Tanto las prudentes como las necias están igualmente en el Reino, solo que las necias permanecerán en el Reino en la tierra: “En aquel entonces el reino de los cielos será semejante a diez vírgenes ... cinco necias, y cinco prudentes ...” (San Mateo XXV, 1-2). El Reino de Dios será semejante a las diez vírgenes, es decir, a cinco prudentes, y cinco necias. ¿Cómo entender esto? ¿No parece haber una contradicción?

“Llegado el Esposo las diez vírgenes salieron a su encuentro con sus lámparas” (San Mateo XXV, 1). Si bien todas llevaban lámparas no todas llevaban aceite (cf. San Mateo XXV, 2-4). Todas tenían la misma fe (todas aceptaban el dogma de la Parusía), pero no todas tenían igual preparación para recibir al Esposo en la Parusía.

En la historia de la Santa Iglesia Católica, los fieles somos, de alguna manera u otra, culpables por no habernos preparado adecuadamente para la segunda venida de Nuestro Señor. ¿Estamos preparados? En los últimos tiempos Dios ya no espera más a nadie.

Del fervor y santa ansiedad de los primeros cristianos por ver nuevamente al Señor se pasó a un enfriamiento progresivo de las generaciones subsiguientes hasta caer la Parusía prácticamente en el olvido: “Como el esposo tardaba, todas sintieron sueño y se durmieron” (San Mateo XXV, 5). Con el paso del tiempo, muy sutilmente, el enemigo el diablo fue quitando de los corazones de los católicos el deseo ardiente que de Jesús regrese pronto.

Según el Padre Castellani la tradición de la Iglesia Primitiva es la más importante de todas, porque es la más cercana a las fuentes, es decir, a Nuestro Señor Jesucristo y a los Apóstoles, que lógicamente, esperaban ansiosamente la consumación del Reino de Dios en la tierra después de la Parusía.

Esta consumación, que coincide con lo expresado en el capítulo XX del Apocalipsis sobre los “mil años” (cf.
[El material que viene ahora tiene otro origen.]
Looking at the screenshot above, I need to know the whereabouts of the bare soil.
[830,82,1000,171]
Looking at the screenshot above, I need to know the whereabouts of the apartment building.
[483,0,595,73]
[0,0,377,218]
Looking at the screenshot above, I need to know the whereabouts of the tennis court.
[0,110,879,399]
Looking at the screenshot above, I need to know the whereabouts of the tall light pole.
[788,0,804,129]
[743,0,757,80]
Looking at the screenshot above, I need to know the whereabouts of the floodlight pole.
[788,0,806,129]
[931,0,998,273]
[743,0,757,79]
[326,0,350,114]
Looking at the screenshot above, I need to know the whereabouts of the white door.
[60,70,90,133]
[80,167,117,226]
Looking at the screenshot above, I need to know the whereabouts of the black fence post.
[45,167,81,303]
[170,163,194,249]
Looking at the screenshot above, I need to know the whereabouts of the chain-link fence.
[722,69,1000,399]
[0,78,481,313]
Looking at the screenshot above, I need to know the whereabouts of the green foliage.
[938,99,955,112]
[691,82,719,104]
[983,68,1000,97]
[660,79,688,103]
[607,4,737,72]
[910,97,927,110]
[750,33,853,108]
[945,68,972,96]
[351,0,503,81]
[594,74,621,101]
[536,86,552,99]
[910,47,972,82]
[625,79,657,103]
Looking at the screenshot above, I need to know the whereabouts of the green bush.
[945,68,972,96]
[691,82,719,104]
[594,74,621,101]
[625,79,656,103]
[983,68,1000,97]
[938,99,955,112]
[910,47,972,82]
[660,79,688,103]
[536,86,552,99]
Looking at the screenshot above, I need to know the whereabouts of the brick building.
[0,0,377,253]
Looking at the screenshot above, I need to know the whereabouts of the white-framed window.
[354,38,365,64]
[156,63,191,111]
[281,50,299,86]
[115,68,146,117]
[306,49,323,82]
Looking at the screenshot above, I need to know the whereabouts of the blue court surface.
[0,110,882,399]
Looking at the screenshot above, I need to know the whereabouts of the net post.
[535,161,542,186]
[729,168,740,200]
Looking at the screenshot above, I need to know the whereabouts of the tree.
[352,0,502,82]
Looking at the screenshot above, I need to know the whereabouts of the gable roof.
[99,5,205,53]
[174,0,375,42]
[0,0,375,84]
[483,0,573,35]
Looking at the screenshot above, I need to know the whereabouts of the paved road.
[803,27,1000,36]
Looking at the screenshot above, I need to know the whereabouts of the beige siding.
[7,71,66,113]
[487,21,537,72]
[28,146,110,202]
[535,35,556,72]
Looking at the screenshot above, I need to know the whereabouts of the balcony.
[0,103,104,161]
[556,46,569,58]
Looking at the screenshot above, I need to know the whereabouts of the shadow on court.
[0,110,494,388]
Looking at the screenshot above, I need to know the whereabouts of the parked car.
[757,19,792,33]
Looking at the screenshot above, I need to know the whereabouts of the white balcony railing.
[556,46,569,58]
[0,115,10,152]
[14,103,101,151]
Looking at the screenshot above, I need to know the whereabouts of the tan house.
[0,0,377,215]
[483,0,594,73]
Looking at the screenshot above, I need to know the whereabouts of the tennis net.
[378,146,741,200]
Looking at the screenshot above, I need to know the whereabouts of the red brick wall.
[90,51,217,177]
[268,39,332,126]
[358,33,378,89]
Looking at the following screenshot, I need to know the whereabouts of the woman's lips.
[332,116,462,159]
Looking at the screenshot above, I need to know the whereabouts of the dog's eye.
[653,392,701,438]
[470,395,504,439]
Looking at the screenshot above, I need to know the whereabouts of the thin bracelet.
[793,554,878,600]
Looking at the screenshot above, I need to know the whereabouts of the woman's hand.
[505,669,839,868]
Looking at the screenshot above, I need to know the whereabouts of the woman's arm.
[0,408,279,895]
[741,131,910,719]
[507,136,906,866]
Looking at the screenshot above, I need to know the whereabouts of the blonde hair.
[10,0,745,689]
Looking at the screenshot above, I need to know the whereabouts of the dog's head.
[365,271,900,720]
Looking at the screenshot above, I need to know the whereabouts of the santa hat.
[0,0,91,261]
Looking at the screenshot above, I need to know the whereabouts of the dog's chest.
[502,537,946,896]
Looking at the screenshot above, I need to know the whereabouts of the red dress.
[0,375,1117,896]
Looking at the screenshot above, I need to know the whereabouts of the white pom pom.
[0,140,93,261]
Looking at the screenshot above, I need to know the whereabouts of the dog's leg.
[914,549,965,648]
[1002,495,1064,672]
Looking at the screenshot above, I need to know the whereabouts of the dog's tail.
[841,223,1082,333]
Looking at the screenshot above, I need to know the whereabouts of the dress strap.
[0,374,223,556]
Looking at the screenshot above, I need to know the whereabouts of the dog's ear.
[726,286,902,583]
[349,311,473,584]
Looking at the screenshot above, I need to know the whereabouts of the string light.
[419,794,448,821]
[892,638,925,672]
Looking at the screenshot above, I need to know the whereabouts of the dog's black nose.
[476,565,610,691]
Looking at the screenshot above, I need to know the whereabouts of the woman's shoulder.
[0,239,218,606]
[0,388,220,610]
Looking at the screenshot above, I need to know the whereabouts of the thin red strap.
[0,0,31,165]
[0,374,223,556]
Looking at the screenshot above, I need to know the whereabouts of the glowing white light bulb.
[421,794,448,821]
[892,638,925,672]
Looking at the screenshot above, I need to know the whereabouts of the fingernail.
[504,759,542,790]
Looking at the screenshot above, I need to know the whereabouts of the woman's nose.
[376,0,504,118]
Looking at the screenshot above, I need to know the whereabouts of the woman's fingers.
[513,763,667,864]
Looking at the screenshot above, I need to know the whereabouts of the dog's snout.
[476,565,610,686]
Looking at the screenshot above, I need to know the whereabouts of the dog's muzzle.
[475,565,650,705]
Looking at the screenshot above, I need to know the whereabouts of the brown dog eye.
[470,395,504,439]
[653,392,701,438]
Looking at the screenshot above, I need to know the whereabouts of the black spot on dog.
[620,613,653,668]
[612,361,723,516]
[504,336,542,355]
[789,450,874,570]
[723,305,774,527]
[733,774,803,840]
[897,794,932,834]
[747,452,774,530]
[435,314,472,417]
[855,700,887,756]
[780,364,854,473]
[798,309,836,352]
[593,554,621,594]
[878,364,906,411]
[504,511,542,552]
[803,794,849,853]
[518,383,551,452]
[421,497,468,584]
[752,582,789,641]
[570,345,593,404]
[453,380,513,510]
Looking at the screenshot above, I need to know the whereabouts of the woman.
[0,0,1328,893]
Apocalipsis XX, 3.4.5.6) en los que, no es para nada el milenarismo carnal de Kerinto (que condenamos), ni tampoco una presencia “visible” permanente de Cristo en la tierra, (que no se puede enseñar con seguridad, según decreto del Santo Oficio), como si fuera el jefe de un gobierno, sino el pleno reinado sobre la tierra del Evangelio. Esto es lógico pues el texto dice claramente que los “mil años” serán posteriores a la adoración a la bestia, y a su estatua, y a la marca que les impondrá en sus frentes y en sus manos (cf. Apocalipsis XX, 4).

La Santa Iglesia Católica jamás ha condenado ni se arriesgaría a condenar lo que la tradición primitiva ha mantenido sobre los mil años del Reino de Dios consumado en la tierra—asegura el Padre Castellani. Si así lo hiciera, sería como guadañarse los pies queriendo guadañar la cizaña.

Algunos hombres de Iglesia todavía insisten en crear confusión e identifican el reinado de Cristo en la tierra por mil años con el tiempo floreciente de la Iglesia en el pasado, o con el reinado carnal de Kerinto que condenamos, y, por eso detestan pensar en un Reino futuro consumado en la tierra, diciendo que no es eso lo lo que enseña la Iglesia, lo cual es falso. Jamás la Iglesia condenó el milenarismo posterior a la Parusía.

Como defensa de su posición se escudan en la interpretación alegórica del Apocalipsis en vez de sujetarse al sentido literal metafórico de las profecías. Esto les impide hoy, ciertamente, reconocer estos tiempos como los últimos tiempos y, en consecuencia, les lleva a predicar otro evangelio, otra doctrina, que no reconoce la venida en carne de Nuestro Señor, y que no encaja con lo que Dios tiene planeado y que no hace otra cosa más que distraer y desvíar de lo fundamental y urgente de nuestra fe. 

“Todo obispo debe ser capaz de enseñar—dice San Pablo a Timoteo … Toda Escritura … es eficaz para enseñar, para convertir, para corregir, y para instruir en justicia, a fin de que el hombre de Dios sea perfecto, bien provisto para toda obra buena” (1 Timoteo III, 2; 2 Timoteo III, 14-17).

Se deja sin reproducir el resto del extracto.